Iqbal Khan’s swiftly moving, ever-bustling production of Antony and Cleopatra superabounds with sex, death and exoticism. From the outset we are invited into a world that is Other: a hypnotic tribal dance dissolves suddenly to reveal a sexually-charged, post-romp exchange between two radically divergent figures. This spectacular clash of cultural and physical difference sustains our wonder for a good while: a tall, black, slender Cleopatra prowls the stage like a feline on heat, while the pink-skinned, ginger-haired Antony is more porcine than cat. Cleopatra is royalty born and bred, bidding and dispatching her many minions with cruel capriciousness, while Antony, clearly of common stock, comes soaked in the sweat of battlefield and barracks. While opposites, as the adage goes, attract, this takes us to a whole new level.
And while Josette Simon’s performance is undeniably memorable, perhaps even show-stealing, it is difficult to get a grasp on. Her voice does unusual things. At one stage she mimics a squeaky pitched little girl, and at others drops to a heavy, African bass, but even in her ‘normal’ register she gives us a kind of rarefied Jamaican lilt, with heavy stresses hurled onto every fourth or fifth word. Sometimes she swallows her words entirely, so that there is this odd hiatus between her already very odd utterances. And there is so much lispy sibilance going on you can’t help but think of the snake that will eventually undo her. All this while she dances around the stage, swooping and swirling, perhaps dry humping her servant here, or inflicting injuries on her messenger there, so that one is always wondering what the hell it is she is going to do next. This is not Shakespeare as I know it, or Cleopatra as I know her, but something quite Other, which is, to be fair, exactly what Cleopatra is meant to be. And so what we are given is a performance that is quite wonderful. Or not.
Antony Byrne’s gritty Mark Antony, meanwhile, gives us something more rooted and familiar, not least in the occasional, accentual nod towards Yorkshire. Ben Allen offers us a preppy and puppyish Octavius Caesar while Amber James charms as the mindlessly dedicated, hopelessly subjugated Charmian.

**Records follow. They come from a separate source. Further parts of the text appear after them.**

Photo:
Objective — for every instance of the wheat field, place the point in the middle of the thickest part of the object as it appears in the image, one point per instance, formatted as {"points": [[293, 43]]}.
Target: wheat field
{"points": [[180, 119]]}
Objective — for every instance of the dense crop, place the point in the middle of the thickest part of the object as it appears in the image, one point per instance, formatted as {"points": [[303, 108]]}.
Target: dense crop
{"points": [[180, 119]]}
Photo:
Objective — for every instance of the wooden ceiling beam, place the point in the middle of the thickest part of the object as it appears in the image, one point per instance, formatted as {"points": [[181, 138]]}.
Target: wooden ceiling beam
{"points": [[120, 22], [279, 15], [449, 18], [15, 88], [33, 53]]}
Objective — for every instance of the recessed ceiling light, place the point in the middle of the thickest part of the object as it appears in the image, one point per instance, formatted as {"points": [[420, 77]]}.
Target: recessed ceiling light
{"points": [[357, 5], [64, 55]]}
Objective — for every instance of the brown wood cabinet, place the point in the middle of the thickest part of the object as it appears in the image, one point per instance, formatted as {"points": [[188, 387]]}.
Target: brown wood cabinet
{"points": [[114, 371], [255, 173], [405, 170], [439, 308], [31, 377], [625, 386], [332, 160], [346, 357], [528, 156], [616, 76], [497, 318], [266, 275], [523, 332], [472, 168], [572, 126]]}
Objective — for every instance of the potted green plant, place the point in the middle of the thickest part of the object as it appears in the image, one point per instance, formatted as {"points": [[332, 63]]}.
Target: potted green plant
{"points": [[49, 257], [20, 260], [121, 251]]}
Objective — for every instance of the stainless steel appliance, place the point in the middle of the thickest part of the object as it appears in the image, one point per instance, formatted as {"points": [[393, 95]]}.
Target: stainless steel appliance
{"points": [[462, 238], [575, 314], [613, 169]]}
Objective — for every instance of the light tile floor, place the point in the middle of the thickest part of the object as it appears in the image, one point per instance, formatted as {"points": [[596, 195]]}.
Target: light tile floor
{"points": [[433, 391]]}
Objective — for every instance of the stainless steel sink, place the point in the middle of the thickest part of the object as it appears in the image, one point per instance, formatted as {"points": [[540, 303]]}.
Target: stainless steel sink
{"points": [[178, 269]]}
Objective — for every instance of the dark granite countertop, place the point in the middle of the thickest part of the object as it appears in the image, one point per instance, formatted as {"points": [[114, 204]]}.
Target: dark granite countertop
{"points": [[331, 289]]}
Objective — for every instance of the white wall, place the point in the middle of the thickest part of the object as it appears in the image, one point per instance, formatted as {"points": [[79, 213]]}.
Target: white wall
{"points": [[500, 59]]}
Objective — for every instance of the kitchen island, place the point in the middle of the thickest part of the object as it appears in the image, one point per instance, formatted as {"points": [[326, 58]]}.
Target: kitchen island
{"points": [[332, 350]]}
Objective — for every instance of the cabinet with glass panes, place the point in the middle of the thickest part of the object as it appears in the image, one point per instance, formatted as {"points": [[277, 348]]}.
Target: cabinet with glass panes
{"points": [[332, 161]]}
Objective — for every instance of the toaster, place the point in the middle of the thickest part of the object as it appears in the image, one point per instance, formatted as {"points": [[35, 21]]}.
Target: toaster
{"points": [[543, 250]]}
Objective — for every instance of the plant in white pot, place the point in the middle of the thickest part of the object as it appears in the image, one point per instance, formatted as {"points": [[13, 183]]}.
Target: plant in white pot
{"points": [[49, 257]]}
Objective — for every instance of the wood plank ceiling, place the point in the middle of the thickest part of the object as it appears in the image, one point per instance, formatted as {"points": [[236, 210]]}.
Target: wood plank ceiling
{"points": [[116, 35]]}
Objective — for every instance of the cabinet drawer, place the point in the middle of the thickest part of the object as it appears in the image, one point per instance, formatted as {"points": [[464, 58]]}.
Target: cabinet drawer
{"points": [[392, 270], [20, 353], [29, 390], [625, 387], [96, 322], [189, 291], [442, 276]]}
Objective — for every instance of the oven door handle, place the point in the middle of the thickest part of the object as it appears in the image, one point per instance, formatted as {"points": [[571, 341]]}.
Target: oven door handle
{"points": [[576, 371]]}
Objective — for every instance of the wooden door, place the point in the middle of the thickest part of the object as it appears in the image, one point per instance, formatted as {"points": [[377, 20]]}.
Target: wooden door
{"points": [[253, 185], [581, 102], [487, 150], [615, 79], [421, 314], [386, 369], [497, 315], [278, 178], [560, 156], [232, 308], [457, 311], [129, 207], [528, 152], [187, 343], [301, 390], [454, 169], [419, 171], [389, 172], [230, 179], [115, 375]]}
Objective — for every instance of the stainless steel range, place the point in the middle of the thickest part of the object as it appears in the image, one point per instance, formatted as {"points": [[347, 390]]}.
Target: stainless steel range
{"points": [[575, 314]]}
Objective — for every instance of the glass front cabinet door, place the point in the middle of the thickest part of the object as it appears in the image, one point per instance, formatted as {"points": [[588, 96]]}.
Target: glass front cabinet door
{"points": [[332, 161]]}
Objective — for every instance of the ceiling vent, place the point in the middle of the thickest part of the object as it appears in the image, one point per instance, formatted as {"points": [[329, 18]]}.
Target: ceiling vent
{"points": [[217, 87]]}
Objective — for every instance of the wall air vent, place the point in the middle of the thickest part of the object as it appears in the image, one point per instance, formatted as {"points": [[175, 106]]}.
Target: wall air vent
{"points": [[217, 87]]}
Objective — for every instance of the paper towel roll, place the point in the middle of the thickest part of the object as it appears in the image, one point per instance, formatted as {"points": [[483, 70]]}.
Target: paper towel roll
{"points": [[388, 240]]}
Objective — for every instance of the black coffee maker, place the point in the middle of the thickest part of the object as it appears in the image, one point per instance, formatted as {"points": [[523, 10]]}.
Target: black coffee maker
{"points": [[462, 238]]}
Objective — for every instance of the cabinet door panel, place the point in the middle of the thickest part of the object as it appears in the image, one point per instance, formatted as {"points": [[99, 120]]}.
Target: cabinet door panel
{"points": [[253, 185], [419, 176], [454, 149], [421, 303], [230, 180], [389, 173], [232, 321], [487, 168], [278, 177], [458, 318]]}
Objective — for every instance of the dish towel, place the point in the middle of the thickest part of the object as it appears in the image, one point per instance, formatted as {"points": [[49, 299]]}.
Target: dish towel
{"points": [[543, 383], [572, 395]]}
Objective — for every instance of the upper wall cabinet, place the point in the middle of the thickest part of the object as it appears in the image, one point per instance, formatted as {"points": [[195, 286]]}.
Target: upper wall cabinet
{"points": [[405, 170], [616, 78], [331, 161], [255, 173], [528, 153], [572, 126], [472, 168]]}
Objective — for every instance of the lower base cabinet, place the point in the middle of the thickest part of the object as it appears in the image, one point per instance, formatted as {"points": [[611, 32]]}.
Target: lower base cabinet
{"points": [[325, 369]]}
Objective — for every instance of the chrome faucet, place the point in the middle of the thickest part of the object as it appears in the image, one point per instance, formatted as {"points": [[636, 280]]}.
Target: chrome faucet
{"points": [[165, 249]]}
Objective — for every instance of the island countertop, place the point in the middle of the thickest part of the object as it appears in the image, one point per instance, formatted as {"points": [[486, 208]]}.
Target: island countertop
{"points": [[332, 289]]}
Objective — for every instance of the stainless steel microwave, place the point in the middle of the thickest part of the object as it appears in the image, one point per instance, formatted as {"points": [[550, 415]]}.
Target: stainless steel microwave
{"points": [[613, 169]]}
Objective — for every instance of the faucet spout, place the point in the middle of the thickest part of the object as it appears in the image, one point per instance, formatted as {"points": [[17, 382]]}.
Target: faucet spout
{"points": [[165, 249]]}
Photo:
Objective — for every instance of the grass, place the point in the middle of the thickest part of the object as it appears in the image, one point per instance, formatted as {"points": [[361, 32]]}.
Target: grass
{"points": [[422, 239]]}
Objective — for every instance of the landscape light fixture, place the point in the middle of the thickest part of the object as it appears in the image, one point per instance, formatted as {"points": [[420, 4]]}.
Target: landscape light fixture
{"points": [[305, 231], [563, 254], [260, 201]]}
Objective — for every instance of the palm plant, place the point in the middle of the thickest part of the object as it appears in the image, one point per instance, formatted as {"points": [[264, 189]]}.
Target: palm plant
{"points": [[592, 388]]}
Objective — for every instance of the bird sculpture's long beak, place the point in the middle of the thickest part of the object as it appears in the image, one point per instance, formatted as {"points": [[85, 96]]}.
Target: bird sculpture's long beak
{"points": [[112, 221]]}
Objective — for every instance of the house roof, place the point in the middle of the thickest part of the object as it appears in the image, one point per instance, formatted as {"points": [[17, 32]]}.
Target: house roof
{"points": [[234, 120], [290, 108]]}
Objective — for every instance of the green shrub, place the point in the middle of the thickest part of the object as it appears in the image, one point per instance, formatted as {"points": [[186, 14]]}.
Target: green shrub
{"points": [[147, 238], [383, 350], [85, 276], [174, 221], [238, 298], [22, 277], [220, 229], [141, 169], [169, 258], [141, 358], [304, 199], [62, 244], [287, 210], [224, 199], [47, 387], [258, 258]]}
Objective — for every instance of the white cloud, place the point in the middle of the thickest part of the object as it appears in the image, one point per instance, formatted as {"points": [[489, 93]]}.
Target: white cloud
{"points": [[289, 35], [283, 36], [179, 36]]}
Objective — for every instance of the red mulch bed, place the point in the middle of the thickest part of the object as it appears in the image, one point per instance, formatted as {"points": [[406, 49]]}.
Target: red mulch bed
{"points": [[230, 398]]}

There is a curious scene in which model ships, pushed manually across the floor, portray the unfolding progress of naval battle. This is an interesting device and we might have bought into the terms of its own making, but when two actors start brawling on the ocean floor and one or two of the ships are swung through the air, the effect is messy and becomes something akin to the mixed metaphor. There is no doubting the pleasure and surprise prompted, however, when one of the ships bursts into flames and slowly descends, by way of a hidden platform, into the depths of the ocean.
Robert Innes Hopkin’s lush, ever dynamic set punctuates an uneven production that doesn’t always engage. And the famous asp scene is both intentionally and unintentionally funny. It isn’t Josette Simon’s fault that the toy snake she removes from the basket looks like a toy snake. But we are being invited to laugh, presumably, when she impatiently provokes the snake into biting her by punching it.
Yes, even her dying moments are bemusing and nutty. Simon is always working her Cleopatra, but I’m not sure her Cleopatra always works. On this, I think, there will be a clean divide. To quote Puccini, “Let the audience decide.”